Yael Bartana received great international attention for the trilogy series And Europe Will be Stunned. The series, which includes the films Mary Koszmary (Nightmare) (2007), Mur i wieza (Wall and Tower) (2009), and Zamach (Assassination) (2011), centers on a young Polish politician’s call for the return of 3.3 million Jewish people who emigrated to Palestine. The films employ the same techniques of Leni Riefenstahl’s Nazi propaganda films, combining fact and fiction with the past and the present. Opening film Mary Koszmary (Nightmare) is set in the ruins of Warsaw’s Stadion Dziesi?ciolecia (Decennial Stadium) where the politician Slawomir Sierakowski is identified and summons the return of the Jewish people from today’s Israel. The second film Mur i wieza (Wall and Tower) we see the establishment of loyal and idealistic followers of Sierakowski and the Jewish Renaissance Movement. They build a barbed wire wrapped tower-and-stockade-style kibbutz that was a settlement method established and developed by Zionists in Palestine from 1936–39. The final film Zamach (Assassination) sees the assassination of Sierakowski by an unknown assailant, which solidifies the Jewish Renaissance Movement. The three films bring together images of past and present Israeli and Polish identities and imagines a dangerous future.
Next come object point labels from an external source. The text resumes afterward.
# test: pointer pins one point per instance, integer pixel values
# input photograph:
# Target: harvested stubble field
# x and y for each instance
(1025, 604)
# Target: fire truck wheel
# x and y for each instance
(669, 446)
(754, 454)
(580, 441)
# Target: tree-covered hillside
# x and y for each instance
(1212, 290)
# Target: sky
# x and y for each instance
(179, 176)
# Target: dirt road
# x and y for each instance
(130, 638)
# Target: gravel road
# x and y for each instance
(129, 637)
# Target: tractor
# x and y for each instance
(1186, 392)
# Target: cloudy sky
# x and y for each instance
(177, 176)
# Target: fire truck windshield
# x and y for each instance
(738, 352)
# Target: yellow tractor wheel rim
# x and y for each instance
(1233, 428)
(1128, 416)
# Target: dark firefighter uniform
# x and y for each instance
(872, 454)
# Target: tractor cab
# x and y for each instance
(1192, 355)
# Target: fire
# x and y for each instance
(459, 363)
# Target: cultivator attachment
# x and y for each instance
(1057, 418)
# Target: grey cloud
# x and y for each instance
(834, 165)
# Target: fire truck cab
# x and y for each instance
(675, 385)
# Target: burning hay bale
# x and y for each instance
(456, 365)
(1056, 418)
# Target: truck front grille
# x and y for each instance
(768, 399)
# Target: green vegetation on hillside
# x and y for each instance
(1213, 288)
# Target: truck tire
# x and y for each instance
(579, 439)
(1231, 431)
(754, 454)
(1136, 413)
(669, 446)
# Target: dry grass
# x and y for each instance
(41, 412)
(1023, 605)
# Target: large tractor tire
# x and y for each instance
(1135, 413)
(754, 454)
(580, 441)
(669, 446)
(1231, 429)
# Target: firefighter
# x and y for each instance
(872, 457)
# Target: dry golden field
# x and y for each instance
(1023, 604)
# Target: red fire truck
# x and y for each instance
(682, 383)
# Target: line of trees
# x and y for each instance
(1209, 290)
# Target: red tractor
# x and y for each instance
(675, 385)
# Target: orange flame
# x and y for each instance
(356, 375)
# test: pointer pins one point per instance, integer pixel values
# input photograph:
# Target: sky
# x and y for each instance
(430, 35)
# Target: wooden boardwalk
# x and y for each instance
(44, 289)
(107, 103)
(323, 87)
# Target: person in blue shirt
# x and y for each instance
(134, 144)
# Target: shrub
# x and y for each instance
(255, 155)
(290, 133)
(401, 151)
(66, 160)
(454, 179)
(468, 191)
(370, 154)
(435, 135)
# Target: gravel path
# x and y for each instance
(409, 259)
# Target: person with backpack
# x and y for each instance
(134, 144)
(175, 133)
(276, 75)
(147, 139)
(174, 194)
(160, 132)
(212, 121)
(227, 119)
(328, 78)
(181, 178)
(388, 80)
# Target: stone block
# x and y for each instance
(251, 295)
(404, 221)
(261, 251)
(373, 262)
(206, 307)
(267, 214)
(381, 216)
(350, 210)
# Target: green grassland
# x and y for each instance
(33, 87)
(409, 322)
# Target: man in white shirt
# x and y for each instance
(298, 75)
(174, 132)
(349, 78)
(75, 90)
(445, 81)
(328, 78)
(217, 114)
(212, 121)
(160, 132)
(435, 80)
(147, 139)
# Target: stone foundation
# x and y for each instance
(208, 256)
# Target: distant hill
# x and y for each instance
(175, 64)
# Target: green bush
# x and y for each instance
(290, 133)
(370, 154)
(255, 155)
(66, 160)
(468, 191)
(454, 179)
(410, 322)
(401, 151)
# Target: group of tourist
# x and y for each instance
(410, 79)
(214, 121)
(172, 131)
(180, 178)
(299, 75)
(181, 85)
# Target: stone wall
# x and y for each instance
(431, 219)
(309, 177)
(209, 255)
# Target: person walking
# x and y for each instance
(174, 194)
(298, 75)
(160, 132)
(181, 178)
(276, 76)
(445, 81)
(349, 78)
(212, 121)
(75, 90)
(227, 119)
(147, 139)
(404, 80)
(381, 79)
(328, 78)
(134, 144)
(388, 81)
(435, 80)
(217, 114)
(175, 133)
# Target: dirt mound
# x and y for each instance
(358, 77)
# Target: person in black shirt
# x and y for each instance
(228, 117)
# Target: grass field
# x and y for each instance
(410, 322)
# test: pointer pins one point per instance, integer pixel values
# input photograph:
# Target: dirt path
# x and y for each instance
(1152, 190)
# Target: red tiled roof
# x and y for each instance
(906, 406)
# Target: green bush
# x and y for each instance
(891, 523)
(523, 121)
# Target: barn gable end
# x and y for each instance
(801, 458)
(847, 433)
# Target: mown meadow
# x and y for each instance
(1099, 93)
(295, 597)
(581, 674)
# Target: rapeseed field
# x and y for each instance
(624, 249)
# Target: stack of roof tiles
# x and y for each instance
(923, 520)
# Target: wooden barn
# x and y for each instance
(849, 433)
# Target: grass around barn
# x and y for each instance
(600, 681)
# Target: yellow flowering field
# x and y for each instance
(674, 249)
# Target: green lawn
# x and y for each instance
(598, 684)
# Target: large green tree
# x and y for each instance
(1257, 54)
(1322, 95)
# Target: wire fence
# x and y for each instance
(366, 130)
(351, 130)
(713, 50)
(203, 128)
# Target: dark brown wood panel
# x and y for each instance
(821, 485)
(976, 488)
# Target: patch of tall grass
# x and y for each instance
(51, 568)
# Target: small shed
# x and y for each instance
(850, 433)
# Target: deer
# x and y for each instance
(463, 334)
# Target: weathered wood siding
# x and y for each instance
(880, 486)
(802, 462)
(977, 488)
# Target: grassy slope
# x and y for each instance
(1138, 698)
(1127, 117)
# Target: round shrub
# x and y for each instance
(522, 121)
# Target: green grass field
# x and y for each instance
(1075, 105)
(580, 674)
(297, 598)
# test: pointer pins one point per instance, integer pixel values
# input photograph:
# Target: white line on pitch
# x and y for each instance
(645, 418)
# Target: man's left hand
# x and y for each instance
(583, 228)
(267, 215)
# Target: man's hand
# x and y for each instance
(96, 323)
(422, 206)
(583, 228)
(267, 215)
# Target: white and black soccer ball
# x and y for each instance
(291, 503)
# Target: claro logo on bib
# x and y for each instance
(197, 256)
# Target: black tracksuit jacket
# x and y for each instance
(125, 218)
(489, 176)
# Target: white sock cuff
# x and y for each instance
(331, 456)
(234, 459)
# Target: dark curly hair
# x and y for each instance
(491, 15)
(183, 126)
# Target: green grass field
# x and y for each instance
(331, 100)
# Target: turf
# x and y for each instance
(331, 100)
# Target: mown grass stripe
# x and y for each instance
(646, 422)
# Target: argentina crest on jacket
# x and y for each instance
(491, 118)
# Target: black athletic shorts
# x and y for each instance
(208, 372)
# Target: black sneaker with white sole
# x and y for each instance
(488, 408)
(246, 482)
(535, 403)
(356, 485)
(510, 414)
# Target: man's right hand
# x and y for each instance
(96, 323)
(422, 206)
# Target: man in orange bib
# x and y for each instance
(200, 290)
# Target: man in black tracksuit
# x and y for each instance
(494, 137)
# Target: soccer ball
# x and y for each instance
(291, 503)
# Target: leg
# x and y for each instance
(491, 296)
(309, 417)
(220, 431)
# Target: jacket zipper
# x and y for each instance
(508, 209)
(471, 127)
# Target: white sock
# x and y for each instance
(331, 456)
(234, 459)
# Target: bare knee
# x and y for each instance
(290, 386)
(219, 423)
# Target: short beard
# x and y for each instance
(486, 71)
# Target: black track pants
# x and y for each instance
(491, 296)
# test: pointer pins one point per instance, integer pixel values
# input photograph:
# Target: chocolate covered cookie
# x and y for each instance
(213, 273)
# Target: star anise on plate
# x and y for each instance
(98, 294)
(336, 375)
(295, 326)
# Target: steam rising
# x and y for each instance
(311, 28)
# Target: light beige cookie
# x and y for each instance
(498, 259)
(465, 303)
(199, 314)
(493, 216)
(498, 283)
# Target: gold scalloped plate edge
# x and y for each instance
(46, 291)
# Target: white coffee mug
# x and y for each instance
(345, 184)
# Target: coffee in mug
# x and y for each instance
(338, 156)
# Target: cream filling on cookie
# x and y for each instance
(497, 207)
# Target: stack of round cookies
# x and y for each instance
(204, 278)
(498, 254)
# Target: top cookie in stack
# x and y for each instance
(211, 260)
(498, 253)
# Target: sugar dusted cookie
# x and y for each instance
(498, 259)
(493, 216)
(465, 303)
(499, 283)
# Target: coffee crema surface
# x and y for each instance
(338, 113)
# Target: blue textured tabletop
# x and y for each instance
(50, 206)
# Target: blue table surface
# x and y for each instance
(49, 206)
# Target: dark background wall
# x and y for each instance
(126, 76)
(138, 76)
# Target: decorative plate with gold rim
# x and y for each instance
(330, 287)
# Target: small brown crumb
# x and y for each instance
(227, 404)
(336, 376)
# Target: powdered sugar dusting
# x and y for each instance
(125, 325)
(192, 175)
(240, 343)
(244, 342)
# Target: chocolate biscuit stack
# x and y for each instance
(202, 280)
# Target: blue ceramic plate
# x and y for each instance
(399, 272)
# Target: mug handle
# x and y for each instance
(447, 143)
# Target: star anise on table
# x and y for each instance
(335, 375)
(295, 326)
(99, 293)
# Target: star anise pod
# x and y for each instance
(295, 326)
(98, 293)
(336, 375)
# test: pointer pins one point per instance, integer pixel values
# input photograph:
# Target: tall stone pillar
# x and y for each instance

The work of Yaël Bartana investigates the imagination and imagery of identity and the politics of national memory and identity. Her interest in understanding and examining national statehood stems from being born in Israel, and being surrounded by the perpetual production of collective national identity. After completing her studies, Bartana undertook what she called ‘amateur anthropological’ research into ritual and myth making to take a critical perspective towards her own history and nationality. As a result of her politically charged practice that often deals with Jewish identity in Israel and abroad, she has garnered significant criticism, notably being labeled as anti-Zionist and a self-hating Jew. Despite this criticism, Bartana believes that, through her work as an artist, exploring both political statehood and religious and political diaspora, she is responsible for addressing these issues. Bartana believes that growing up in such a politically charged state requires artists to become either political artists, or escapists.